Nintendo had planned to release "a few" first-party titles for Wii U during the first half of 2013, but was forced to delay them for quality purposes and the need to divert staff onto other priority projects, president Satoru Iwata has revealed.
Speaking during the firm's latest financial results, Iwata said that Nintendo "originally planned to release a few first-party titles for Wii U during the first half of this year, but no big titles are scheduled for release before "Pikmin 3" in July because we decided to take time to add the final touches to ensure that consumers fully feel that they are valuable titles.
"The brand of a franchise would be completely degraded without customer satisfaction. This is why we delayed the release schedule of such games."
Iwata claims that it is "becoming increasingly challenging" to determine the amount of resources needed to achieve the level of quality expected from Nintendo's first-party line-up, and reveals that development staff were pulled off of future projects to help "understaffed" titles - including the much-delayed Pikmin 3.

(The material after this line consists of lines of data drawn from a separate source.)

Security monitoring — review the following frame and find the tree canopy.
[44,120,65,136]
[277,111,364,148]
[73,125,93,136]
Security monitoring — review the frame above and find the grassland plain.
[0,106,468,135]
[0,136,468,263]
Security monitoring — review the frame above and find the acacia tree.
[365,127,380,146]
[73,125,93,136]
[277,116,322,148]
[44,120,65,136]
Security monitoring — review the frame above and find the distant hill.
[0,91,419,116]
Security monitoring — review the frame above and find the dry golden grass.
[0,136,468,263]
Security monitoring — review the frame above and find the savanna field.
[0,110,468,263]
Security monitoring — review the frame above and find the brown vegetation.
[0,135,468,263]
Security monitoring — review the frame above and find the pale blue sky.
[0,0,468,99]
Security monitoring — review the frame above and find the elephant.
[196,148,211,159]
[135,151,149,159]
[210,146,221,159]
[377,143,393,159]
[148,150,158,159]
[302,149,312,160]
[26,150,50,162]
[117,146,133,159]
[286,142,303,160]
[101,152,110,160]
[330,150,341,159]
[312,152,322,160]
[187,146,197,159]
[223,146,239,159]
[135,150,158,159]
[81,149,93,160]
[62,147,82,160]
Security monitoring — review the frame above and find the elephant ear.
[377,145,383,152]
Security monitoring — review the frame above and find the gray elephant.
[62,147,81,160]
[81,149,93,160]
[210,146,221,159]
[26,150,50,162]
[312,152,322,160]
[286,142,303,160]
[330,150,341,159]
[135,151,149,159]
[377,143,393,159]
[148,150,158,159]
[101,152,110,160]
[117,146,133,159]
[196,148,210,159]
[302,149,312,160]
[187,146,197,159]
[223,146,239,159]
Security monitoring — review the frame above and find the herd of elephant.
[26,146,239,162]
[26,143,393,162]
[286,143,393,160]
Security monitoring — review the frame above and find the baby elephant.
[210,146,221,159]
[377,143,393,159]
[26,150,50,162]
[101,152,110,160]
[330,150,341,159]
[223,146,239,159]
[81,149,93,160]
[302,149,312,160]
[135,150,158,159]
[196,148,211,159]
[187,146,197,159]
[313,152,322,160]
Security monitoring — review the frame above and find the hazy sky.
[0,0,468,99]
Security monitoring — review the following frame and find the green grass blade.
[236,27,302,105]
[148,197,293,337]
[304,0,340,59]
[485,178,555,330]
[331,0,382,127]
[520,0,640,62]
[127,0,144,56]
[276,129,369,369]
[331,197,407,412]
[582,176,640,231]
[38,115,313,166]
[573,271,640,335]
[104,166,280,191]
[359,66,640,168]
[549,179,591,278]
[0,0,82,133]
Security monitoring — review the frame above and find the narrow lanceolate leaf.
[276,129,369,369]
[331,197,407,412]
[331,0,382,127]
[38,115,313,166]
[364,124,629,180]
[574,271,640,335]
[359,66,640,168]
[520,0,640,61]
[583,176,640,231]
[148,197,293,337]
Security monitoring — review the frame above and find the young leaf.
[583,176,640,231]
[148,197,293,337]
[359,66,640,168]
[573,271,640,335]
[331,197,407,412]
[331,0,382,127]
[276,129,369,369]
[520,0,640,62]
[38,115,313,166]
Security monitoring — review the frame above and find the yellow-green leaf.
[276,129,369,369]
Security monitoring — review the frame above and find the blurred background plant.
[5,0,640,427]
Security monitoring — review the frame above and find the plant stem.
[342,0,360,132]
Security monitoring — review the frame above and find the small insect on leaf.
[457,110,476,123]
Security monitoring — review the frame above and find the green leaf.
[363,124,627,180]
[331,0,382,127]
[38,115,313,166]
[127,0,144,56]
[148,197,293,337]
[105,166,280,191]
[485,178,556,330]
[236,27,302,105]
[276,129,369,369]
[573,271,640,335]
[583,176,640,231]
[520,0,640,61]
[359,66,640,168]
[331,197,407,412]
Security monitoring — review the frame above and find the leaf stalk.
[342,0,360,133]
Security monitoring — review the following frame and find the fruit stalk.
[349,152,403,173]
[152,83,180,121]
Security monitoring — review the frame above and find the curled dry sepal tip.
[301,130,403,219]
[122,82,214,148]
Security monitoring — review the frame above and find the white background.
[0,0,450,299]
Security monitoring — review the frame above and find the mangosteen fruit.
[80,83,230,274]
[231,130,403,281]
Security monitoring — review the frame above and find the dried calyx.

"The reason for the delayed release of our first-party titles was the fact that completing the games released at the same time as the launch of Wii U required more development resources than expected, so some staff members from development teams working on other titles had to help complete them," he continued.
"In short, the development teams of 'Pikmin 3' and other future games were understaffed during that period. We do not simply have one easily identifiable bottleneck in software development. These days it is becoming increasingly challenging to determine the minimum development resources required for customer satisfaction."
Pikmin 3 had initially been expected to launch alongside Wii U last November, but was pushed back by over six months. The game doesn't ship in Japan until July, with a US release following in August. It has yet to be dated for the UK.
And Iwata believes that the lack of first-party titles has contributed to Wii U's slow start.
"It is a fact that Wii U currently has lost momentum owing to longer-than-expected intervals between software releases," he continued. "We were faced with the alternatives of taking time to refine our products or launching them without too many intervals, and after careful consideration, we selected the first option because we believe that from a mid-and-long term perspective it is more important to improve customer satisfaction with each game.
"Development always bears many uncertainties and a delay in release is not necessarily a consequence of insufficient management of development teams."
Wii U has struggled to maintain momentum following its launch last November, with the console only managing to sell 390,000 units worldwide this year.